The Taliban have nevertheless become sophisticated users of social media. During the summer offensive that catapulted them to power, they used social media platforms to spread their messages.
Facebook’s head of security, Nathaniel Gleicher, also urged people with friends in Afghanistan to consider tightening their own privacy settings.
The social network’s strict bans on the Taliban have pushed many of its most influential voices and officials to Twitter. Still, the platform has struggled to keep out all accounts.

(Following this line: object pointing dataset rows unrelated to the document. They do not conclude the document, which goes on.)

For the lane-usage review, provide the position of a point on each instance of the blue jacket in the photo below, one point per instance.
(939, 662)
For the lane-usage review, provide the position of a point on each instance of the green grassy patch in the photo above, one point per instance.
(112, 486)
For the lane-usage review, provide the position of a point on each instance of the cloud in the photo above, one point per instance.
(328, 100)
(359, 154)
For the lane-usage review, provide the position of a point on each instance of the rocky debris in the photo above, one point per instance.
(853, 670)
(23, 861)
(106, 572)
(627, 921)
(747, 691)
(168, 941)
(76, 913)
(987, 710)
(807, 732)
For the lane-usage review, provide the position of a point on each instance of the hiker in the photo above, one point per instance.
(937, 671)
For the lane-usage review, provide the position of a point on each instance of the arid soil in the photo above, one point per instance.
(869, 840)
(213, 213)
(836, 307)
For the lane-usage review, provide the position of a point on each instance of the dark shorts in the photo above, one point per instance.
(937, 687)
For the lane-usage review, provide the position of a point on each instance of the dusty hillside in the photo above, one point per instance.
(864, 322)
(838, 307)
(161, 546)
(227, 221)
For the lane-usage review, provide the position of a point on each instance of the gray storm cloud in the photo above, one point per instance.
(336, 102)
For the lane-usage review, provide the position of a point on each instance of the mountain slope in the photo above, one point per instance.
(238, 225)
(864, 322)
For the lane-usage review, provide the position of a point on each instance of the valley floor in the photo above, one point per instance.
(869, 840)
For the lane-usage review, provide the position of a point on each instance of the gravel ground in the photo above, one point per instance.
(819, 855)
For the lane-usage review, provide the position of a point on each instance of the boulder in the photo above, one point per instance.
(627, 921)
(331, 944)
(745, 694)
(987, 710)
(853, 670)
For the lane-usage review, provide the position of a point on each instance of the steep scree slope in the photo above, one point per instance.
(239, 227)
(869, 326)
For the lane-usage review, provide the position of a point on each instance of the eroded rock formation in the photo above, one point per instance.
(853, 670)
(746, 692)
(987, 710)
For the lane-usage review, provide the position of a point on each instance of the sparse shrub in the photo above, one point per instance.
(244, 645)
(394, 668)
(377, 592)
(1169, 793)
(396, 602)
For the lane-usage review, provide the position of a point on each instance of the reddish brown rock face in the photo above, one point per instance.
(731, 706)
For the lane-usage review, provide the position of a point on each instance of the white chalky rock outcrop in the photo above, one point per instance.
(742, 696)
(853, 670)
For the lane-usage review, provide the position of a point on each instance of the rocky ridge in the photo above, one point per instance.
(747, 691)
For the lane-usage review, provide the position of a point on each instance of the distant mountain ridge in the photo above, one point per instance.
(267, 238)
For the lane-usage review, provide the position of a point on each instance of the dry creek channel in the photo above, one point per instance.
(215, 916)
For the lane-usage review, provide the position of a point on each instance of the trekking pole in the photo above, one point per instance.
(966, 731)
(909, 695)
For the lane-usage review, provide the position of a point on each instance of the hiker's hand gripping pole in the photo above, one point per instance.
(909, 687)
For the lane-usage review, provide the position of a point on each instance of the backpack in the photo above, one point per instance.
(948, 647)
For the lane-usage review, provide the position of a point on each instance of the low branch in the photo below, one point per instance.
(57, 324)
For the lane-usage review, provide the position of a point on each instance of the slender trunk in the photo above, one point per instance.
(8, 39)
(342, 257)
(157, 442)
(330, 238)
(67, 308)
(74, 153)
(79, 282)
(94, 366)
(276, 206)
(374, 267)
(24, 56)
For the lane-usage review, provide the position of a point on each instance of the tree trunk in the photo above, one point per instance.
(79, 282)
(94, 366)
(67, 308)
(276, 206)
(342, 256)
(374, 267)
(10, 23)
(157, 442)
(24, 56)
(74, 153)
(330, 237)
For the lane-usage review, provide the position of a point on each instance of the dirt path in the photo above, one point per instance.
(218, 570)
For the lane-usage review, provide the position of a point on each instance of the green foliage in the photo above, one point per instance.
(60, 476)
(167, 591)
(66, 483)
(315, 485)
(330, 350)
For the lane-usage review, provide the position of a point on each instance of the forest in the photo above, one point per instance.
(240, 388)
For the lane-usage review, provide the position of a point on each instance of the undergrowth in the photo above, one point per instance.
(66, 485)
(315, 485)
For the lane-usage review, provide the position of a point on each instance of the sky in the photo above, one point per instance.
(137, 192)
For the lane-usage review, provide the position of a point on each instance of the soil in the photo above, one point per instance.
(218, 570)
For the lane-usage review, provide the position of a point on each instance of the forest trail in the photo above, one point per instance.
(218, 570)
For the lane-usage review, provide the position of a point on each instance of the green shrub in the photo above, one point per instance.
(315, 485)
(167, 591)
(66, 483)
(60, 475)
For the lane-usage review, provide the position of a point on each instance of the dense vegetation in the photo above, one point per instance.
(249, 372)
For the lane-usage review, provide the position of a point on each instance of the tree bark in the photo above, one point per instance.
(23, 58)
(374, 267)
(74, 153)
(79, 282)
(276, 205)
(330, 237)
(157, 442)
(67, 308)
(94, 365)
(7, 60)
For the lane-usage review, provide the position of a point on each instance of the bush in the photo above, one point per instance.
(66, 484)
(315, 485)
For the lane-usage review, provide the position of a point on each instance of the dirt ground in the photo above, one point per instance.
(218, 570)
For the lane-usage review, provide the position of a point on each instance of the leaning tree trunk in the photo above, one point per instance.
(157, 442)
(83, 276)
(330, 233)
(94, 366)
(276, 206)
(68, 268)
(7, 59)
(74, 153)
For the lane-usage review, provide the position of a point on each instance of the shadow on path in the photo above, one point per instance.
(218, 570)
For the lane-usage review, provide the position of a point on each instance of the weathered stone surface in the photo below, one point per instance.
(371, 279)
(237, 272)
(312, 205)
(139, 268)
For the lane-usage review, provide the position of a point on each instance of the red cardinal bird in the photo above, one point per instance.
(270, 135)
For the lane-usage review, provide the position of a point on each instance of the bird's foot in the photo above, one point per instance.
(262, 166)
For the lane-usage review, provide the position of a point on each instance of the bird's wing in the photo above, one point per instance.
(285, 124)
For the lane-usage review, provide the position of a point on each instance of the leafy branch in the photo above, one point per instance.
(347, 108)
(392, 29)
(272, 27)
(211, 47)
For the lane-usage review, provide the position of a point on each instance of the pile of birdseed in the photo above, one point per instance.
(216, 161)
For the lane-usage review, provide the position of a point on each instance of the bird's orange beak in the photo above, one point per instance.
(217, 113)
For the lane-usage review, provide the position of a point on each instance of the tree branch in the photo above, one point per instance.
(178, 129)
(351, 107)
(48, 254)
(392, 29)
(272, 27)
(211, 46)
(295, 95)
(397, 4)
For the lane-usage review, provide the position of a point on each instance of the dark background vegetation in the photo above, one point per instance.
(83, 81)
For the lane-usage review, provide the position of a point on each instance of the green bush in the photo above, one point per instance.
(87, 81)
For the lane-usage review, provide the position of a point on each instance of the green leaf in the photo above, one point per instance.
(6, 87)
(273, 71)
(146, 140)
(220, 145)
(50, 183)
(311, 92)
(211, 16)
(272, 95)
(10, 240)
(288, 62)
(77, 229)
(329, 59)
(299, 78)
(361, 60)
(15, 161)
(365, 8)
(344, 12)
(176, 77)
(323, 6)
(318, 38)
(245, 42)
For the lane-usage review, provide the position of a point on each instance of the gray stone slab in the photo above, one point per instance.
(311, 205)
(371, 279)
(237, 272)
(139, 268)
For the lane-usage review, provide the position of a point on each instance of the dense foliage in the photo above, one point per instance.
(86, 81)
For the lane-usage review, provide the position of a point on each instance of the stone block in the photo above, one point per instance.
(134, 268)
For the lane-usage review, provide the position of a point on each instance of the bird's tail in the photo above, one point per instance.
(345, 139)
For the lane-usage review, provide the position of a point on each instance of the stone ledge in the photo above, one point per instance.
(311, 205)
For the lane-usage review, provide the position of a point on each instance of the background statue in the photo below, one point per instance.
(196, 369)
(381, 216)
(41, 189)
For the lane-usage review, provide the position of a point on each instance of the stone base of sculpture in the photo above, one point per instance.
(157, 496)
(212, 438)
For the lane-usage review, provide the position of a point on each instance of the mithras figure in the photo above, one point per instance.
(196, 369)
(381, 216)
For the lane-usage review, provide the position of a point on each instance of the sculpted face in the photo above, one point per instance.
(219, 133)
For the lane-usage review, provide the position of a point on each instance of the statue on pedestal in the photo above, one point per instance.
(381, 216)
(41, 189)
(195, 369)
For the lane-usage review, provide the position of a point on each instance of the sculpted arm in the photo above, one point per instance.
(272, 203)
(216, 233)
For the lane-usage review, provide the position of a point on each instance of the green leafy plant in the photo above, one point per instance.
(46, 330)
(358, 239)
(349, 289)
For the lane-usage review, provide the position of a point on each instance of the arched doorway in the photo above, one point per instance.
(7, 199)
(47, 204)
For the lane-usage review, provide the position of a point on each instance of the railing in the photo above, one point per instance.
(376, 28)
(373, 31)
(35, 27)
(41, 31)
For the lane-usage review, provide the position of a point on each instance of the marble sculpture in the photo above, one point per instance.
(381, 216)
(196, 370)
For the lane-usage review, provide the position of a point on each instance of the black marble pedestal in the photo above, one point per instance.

Dozens of new ones have appeared on the site in recent days, presenting the company with the difficult question of how to regulate a group that now controls Afghanistan.
OnlyFans said on Thursday that it would ban sexually explicit imagery starting in October.
The company, a social media platform where users can sell subscription access to content, said in a statement that it would block users from posting explicit photos and videos at the request of its “banking partners and payout providers.” OnlyFans said it would still allow people to post imagery containing nudity that complied with its guidelines.
A spokeswoman for the company did not respond to questions about who had made the request or what had prompted the shift. OnlyFans has become a source of income for two million creators, including sex workers, during the pandemic.
For the first time, a major awards show is going where the eyeballs are.
The Academy of Country Music Awards will be streamed live on Amazon Prime Video starting next year, Amazon said on Thursday in an announcement with the company that produces the show, Dick Clark Productions.
The ACMs, as they are known, will become the first significant awards telecast to move entirely online. The chief executive of the Academy of Country Music said in a statement that moving the ceremony to Amazon “will deliver the broadest possible audience and, simultaneously, deliver massive value to our artists whose music lives inside this ecosystem, enabling fans to discover and stream music as they watch.”
Charles Schwab, one of the country’s biggest brokerage firms, said on Thursday that it was delaying its return to the office until at least January. The company, which has about 20,000 employees, is the latest firm to push back plans to recall employees. Amazon has also delayed its return until January, and Lyft has pushed its return to February. Other companies, including Google, BlackRock and Wells Fargo, have postponed their returns until October.
Schwab also said it would give “the vast majority” of its employees a “special” 5 percent raise, starting in late September. Walt Bettinger, the chief executive, said the raises were a thank-you for “outstanding results for our clients and growth for the company.” Employees that receive incentive-based compensation and senior executives will not be eligible for the raises.